Have an “obedience” talk: I typically have some version of this conversation before we do activities that could get messy or require him to pay attention more than usual. I make sure there’s no distractions, have him look me in the eye and say something along the lines of: “I need you to make sure you listen to my instructions and wait for me to tell you what to do.” I make sure he understands what we’re doing and if there’s anything potentially dangerous (or if there’s something I simply don’t want splattered across the house!)
Don’t do something that’s undoable: paint can be stripped, but I wouldn’t necessarily recommend painting your front door with your preschooler!
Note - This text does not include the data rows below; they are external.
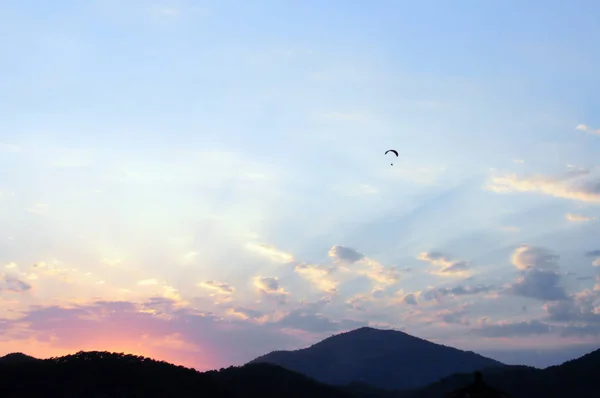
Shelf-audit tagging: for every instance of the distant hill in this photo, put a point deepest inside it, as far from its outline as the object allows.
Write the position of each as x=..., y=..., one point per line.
x=385, y=359
x=103, y=374
x=17, y=357
x=575, y=378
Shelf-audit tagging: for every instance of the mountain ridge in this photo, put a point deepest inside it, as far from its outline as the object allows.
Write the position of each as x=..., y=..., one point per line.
x=387, y=359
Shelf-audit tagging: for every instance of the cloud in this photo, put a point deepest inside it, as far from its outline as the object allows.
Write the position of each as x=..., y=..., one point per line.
x=580, y=308
x=352, y=261
x=526, y=257
x=448, y=267
x=460, y=290
x=510, y=229
x=148, y=282
x=512, y=329
x=269, y=287
x=577, y=184
x=219, y=287
x=410, y=299
x=594, y=253
x=12, y=284
x=271, y=252
x=540, y=278
x=455, y=316
x=345, y=254
x=578, y=217
x=318, y=275
x=154, y=327
x=585, y=128
x=315, y=323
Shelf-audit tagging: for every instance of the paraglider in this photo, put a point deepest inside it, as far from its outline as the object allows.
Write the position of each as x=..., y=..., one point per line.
x=395, y=152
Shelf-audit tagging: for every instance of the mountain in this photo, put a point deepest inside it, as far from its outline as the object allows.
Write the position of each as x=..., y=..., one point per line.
x=103, y=374
x=386, y=359
x=17, y=357
x=575, y=378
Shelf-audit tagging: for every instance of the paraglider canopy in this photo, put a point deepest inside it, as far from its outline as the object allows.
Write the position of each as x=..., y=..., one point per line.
x=395, y=152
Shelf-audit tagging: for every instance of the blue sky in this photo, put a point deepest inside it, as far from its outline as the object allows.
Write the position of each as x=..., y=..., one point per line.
x=205, y=181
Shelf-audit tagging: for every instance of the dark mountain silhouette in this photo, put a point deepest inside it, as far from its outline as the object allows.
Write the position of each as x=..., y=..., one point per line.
x=575, y=378
x=104, y=374
x=385, y=359
x=17, y=357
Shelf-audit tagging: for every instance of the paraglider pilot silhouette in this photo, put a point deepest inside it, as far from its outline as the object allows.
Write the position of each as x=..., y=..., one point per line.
x=395, y=152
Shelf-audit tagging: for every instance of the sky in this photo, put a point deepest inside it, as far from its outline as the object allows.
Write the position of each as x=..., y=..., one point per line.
x=204, y=182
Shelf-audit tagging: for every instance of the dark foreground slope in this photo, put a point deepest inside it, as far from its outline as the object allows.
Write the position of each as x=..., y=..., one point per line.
x=576, y=378
x=382, y=358
x=102, y=374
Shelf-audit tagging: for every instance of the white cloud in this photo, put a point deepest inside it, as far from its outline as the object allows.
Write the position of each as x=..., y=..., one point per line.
x=587, y=129
x=271, y=252
x=447, y=267
x=577, y=184
x=578, y=217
Protect them: this goes without saying, but make sure you’re aware of what could be harmful or toxic to your child. Have them wear protective gear (mask, gloves, eyewear) if necessary. With most DIY projects, there are chemicals involved that children shouldn’t really be around. For example, I applied polyacrylic coating during Finn’s nap because I didn’t want him inhaling those fumes, even with a mask!
Give clear instructions and do it with them first: sometimes I’m guilty of assuming my kids know how to do things that I don’t remember learning. When I first handed Finn a paintbrush, instead of brushing the paint on the bench, he hit the bench with the bristles, as if he were hammering the paint into the wood. So I demonstrated how to paint and then took his hand in mine and showed him how to do it. He still wanted to hammer the paint in too, but I made sure he did it AWAY from me!
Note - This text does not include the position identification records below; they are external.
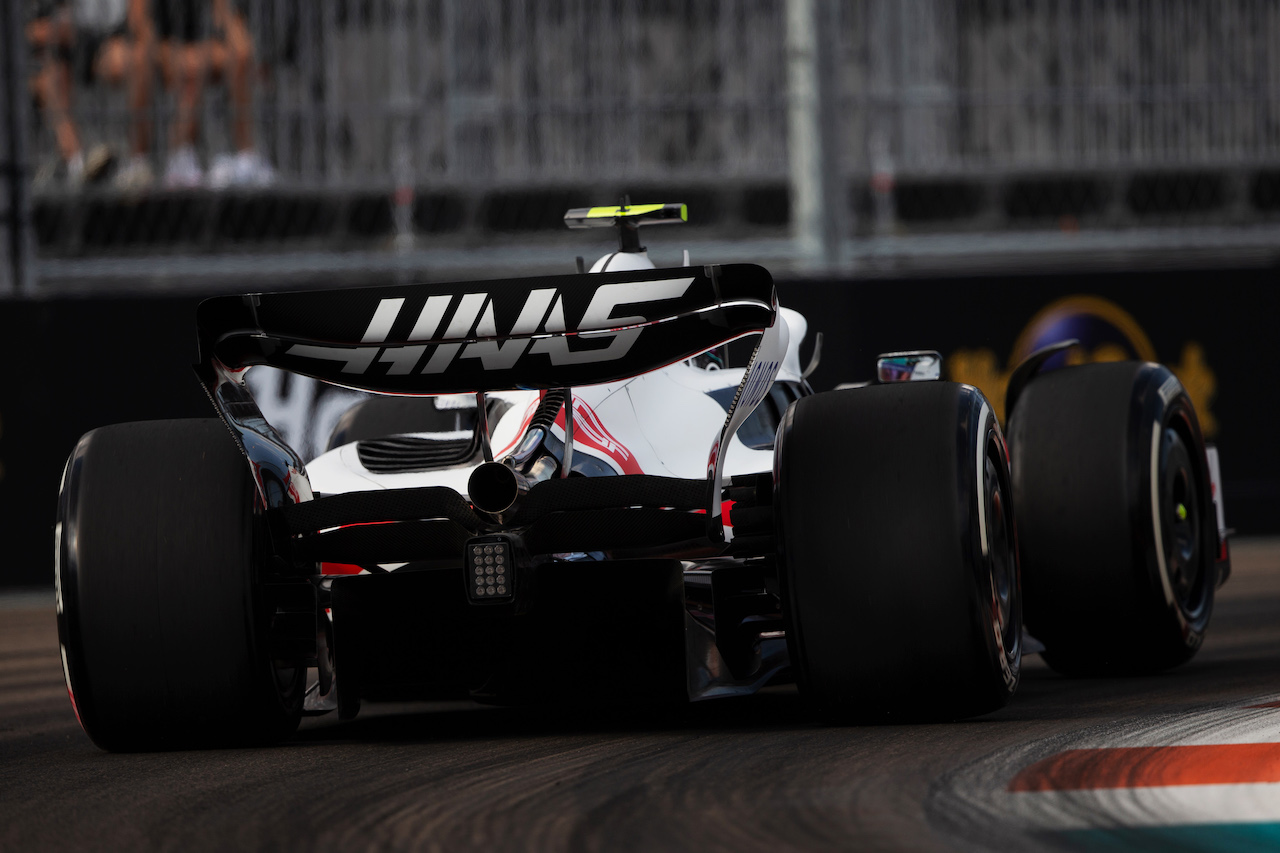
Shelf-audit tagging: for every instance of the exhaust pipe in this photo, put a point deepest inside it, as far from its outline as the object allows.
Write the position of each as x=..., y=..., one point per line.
x=496, y=489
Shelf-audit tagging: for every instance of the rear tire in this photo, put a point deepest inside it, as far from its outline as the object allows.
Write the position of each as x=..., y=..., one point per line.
x=1104, y=456
x=897, y=559
x=160, y=612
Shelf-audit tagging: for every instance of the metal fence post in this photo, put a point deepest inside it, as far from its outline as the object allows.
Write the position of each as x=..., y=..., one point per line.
x=16, y=238
x=817, y=185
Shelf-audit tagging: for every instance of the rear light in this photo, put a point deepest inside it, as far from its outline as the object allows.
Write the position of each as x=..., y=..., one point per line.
x=490, y=570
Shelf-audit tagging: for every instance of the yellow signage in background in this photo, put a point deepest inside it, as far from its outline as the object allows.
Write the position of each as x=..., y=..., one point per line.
x=1106, y=333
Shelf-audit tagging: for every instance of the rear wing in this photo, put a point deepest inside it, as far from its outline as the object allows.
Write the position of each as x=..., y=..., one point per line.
x=433, y=338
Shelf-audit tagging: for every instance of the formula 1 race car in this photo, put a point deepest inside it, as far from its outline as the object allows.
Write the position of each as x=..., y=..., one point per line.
x=566, y=493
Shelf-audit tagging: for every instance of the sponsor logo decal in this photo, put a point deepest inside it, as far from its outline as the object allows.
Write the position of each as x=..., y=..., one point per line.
x=465, y=327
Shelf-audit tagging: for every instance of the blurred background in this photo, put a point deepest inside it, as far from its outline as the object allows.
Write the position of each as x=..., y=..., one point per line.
x=972, y=176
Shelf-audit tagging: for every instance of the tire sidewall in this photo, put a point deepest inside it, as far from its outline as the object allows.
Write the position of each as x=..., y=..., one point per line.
x=1162, y=404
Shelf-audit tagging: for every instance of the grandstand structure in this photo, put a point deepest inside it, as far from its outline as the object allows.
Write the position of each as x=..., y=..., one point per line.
x=451, y=136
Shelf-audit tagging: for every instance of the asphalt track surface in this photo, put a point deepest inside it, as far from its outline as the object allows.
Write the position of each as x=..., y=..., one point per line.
x=1120, y=763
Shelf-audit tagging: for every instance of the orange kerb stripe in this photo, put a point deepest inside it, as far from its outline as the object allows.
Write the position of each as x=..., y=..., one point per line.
x=1152, y=767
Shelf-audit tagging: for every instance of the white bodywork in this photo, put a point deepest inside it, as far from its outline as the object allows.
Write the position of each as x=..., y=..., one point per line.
x=662, y=423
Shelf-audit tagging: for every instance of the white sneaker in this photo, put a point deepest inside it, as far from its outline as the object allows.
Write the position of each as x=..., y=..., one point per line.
x=183, y=169
x=76, y=169
x=251, y=169
x=135, y=174
x=222, y=173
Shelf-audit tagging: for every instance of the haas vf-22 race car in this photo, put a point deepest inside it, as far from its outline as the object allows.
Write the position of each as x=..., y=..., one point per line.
x=562, y=491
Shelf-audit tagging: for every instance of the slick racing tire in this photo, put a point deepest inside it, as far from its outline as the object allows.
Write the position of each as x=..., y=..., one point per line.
x=383, y=416
x=897, y=562
x=160, y=610
x=1115, y=518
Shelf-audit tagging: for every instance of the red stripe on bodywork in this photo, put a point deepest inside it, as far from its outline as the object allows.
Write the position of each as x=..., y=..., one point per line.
x=1152, y=767
x=589, y=432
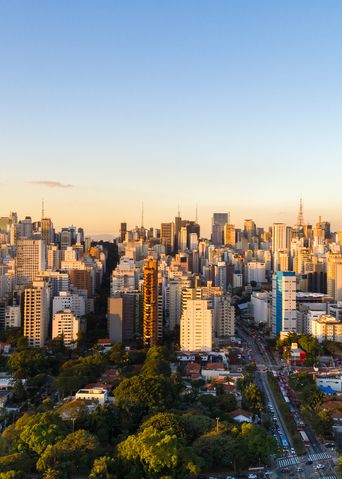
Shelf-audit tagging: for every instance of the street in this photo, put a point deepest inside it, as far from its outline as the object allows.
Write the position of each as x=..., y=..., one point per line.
x=319, y=461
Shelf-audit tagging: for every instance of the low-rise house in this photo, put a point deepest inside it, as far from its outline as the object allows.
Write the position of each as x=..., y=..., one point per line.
x=296, y=356
x=240, y=415
x=333, y=382
x=99, y=395
x=193, y=370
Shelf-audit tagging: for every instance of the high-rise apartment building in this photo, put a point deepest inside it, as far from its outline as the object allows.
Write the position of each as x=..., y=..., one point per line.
x=224, y=320
x=30, y=260
x=123, y=231
x=167, y=236
x=196, y=329
x=123, y=317
x=217, y=227
x=284, y=307
x=70, y=301
x=150, y=304
x=279, y=242
x=68, y=325
x=229, y=234
x=249, y=229
x=36, y=314
x=47, y=231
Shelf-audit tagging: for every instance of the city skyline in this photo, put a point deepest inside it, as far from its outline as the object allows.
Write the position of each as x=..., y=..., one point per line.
x=234, y=107
x=205, y=225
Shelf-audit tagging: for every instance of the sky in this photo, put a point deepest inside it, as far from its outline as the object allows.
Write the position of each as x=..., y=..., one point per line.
x=232, y=105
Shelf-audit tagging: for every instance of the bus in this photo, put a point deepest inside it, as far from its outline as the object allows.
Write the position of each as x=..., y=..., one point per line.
x=305, y=438
x=284, y=442
x=300, y=425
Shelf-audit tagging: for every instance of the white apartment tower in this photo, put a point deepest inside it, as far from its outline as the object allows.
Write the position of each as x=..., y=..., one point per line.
x=67, y=324
x=196, y=330
x=30, y=260
x=279, y=242
x=36, y=314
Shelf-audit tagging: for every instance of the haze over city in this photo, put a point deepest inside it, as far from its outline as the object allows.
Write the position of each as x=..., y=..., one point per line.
x=233, y=106
x=170, y=239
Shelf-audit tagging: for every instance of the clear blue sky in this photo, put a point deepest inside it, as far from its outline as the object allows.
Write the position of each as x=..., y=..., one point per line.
x=231, y=105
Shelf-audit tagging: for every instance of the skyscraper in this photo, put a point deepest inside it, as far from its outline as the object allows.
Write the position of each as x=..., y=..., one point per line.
x=150, y=305
x=217, y=226
x=196, y=330
x=229, y=234
x=279, y=242
x=123, y=231
x=167, y=236
x=36, y=314
x=47, y=231
x=284, y=308
x=30, y=260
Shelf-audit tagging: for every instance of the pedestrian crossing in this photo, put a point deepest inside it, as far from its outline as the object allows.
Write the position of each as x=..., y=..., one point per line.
x=293, y=460
x=288, y=461
x=319, y=456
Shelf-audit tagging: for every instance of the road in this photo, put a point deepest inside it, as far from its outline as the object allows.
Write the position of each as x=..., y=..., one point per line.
x=264, y=359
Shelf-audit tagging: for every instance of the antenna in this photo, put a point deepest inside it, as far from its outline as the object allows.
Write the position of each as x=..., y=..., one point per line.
x=300, y=217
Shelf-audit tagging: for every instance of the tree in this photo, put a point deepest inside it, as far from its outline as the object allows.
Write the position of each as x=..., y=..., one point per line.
x=19, y=393
x=27, y=363
x=143, y=394
x=74, y=453
x=252, y=398
x=165, y=422
x=17, y=461
x=103, y=468
x=196, y=425
x=116, y=354
x=10, y=437
x=257, y=445
x=158, y=454
x=217, y=449
x=53, y=474
x=76, y=373
x=12, y=475
x=104, y=422
x=47, y=429
x=156, y=362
Trust them: part of the process of our children growing up is learning how to do things independently. Once we show them how to do something and then assist them in doing it, it’s time to let them try on their own. Most likely, they’ll “fail” in some way or another – but what matters is that they’re trying, they’re learning and they’re creating new neural pathways in their growing brains! At some point, we have to trust our children to do tasks on their own – and I think you’ll be surprised by how happy and confident this will make them.
Praise them: make sure you’re not just correcting them whenever they are learning a new task, or this will discourage them. Of course they need you to teach them how to perform the task correctly (or at least mostly correctly! Ha!) but don’t forget to praise them for their effort, their creativity, the fact that they’re being brave by trying something new, etc. It always surprises me how much my children bloom when they’re praised.
Take a deep breath: when you add children to most any project, it complicates things. It won’t go exactly the way you want it to go, and that’s OK. Take a deep breath, count to ten, take a break – whatever you need to do in order to be in a good mental space, do it.
Enjoy the process: relish the bonding experience between you and your child as you create something new! Not only is this an enjoyable memory, but you also have an “artifact” of that memory: your DIY project! This is so special and will make your child feel special, too.